まぁ、王女様だったっていうのは驚いたけどさ」



 僕が素性を明かした時に受け入れてくれたウルフ。

 その時のお返し――というと少し違うようなきもするのだが、僕は素直な気持ちをウルフに伝える。


 そうして素直な気持ちを伝えた僕は寝室へ向かおうとしたのだが……



「わふふっ! アルは可愛いこと言うわね!」



 そう言ったウルフに羽交い絞めされると、わしゃわしゃと頭を撫でまわされしまい――



「ず、ずるいぞウルフ! 私もそれやる!」



 何故か、メーテまでがそれに加わる事になる。


 そして、そんな僕達の様子を見ていたマリベルさん。



「……まぁ、大層な二つ名があっても、貴方達は貴方達ってことかしらね?」



 若干呆れた様子で言うと、水滴のついたグラスを傾けるのであった。






 ◆ ◆ ◆ ◆ ◆






 皆が寝静まった頃。

 メーテとウルフ、それにマリベルは。

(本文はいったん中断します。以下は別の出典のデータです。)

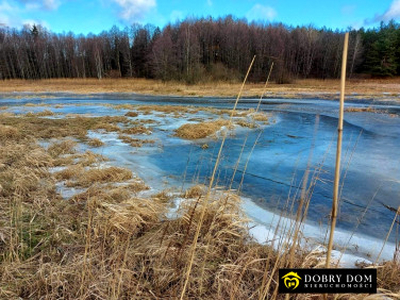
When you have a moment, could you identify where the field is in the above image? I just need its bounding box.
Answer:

未だに酒を嗜んでいた。



「というかウルフ? 最後の方は随分と簡潔に話していたがあれで良かったのか?」



 そう尋ねたのはメーテ。その口調からは気遣が感じられる。



「いいのよ。詳しく話すと血生臭い話になるし、あの場の空気に水を差しちゃうでしょ? だからあれで良かったの」


「そうか……巫女になってからの扱いや、王家の印象操作。

その後の詳しい境遇を話したなら『幻月』に対する悪評くらいは拭えると思ったんだが……」


「ありがとうメーテ。だけど大丈夫よ?

アルもああ言ってくれたし、皆の態度からも忌避感が感じられなかったんだから、それで充分よ。

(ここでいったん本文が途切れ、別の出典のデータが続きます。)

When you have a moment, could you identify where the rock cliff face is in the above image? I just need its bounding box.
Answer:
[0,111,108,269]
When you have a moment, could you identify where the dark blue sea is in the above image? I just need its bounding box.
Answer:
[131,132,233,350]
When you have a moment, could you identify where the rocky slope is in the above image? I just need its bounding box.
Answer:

まぁ、ラトラの態度にはちょっと驚いたけど、あの子の事だから明日にはいつも通りになっているでしょうしね」


「確かに、ウルフが言ったように忌避感みたいなものは感じられなかったな……本当に良い子たちだよ」



 ウルフとメーテはそんな会話を交わすと、優しげな笑みを浮かべるのだが――



「ちょっと……マリベルちゃんはどうなのよ?」



 二人が指す皆の中に、自分が含まれていないように感じたマリベルは声をあげる。



「お、落ち着けマリベル。勿論、マリベルも良いヤツだと思ってるぞ?」


「そうよマリベル? そんなの言うまでも無いじゃない?」


「んもぅ。ちゃんと言葉にして伝えたい時が乙女には在るのよ?」


「……乙女?」


「……乙女?」


「あっ、それ言っちゃう? それを言うんだったら言わせて貰うけどね。

私が乙女じゃ無かったら二人はおばあちゃんって事になるんだからね?」


「マリベルは乙女だな」


「ええ、間違いなく乙女ね」



 そんなやり取りを交わしている内に可笑しくなってきたのだろう。


 月明かりとカンテラの灯が優しく照らす中。

 皆を起こさないよう、三人は静かに笑い声を漏らすのであった。